Dollars and Cents Several respondents also justified the higher prices of copper bullets, which typically range from $44 to $55 for a 20-round box. That’s roughly twice as expensive as bargain-priced “cup-and-core” copper-jacketed lead bullets, but it’s comparable to prices for premium bonded or partitioned lead-core jacketed bullets.
“All-copper seems like the responsible path, given their performance and insignificant cost differences,” one commenter said. “I’m also happy with the accuracy.”
Another commenter raised the idea of only using copper bullets for sighting in and hunting.
“I use mainly Barnes but also Trophy Copper. Their performance and health/environmental benefits on scavengers are worth the minor cost increase over quality lead bullets,” they said. “I use lead for practice, and then shoot four to five copper bullets to verify point-of-aim. That makes a box of 20 lasts two to three years.”
Ryan Hutley of Michigan echoed that approach: “I’m not buying copper bullets to stockpile for the apocalypse,” he said. “I buy them strictly for hunting.”
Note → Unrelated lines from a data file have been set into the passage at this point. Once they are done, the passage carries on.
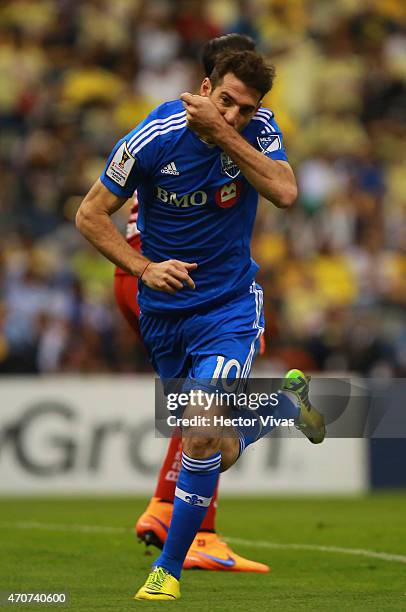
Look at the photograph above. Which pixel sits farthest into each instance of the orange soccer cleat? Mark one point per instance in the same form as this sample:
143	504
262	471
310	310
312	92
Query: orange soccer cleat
209	552
152	526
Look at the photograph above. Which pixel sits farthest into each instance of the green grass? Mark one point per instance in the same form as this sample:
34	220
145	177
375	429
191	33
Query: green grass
102	571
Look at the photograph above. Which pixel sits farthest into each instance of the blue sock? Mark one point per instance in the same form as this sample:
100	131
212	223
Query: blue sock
258	428
194	490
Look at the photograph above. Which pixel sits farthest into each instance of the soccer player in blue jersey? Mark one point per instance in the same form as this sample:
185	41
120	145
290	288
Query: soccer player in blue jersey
198	165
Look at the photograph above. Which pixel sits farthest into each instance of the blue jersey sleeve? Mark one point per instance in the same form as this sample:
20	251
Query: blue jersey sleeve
134	156
269	138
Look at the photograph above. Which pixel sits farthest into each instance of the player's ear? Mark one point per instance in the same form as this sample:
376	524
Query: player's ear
205	87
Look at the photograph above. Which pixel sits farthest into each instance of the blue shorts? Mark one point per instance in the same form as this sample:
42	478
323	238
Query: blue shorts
218	344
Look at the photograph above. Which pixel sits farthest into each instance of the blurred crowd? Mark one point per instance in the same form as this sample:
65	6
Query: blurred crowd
75	76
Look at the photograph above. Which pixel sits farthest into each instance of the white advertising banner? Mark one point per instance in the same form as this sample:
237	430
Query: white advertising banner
96	435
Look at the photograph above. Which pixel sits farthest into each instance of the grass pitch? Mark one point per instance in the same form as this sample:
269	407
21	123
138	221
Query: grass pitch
87	547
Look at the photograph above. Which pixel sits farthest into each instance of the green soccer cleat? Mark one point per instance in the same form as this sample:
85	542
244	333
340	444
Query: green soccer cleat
159	586
310	421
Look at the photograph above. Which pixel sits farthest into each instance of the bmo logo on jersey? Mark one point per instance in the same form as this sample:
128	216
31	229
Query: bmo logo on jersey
197	198
228	195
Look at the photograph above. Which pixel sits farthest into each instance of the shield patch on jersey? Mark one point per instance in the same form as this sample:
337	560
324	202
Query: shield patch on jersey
269	143
229	167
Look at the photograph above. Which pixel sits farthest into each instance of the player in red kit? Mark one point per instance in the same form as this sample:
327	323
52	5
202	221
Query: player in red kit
208	551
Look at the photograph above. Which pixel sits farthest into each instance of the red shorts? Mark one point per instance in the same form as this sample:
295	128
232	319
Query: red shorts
126	292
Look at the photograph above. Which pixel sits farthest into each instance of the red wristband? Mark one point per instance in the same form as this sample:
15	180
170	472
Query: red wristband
142	273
Despite mostly favorable reviews, not all hunters in my poll expected to switch to copper bullets or resume hunting with copper this fall. Although some hunters found copper bullets in nearby stores, most noticed ongoing shortages no matter the price, brand, or calendar.
One reader wrote: “I love them, and would like to use only Barnes or Federal Premium all-coppers the rest of my life, but it’s hard to find them right now.”
And yet another respondent felt nervous watching his supply dwindle: “I’m glad I made the switch, because their performance on deer has been way better than the [cup-and-core] bullets I shot previously. Now if I can only find some.”
Conclusion Consider Clausen’s friend who scorned copper bullets and gave him four boxes of TSX rounds in 2009. When they crossed paths after the 2010 deer season, the man declared himself a copper convert. Clausen asked him why.
“The ballistics are great and the killing power is awesome,” his friend replied. “Besides, this lead thing is serious. We can’t let anti-hunters dictate the discussion.”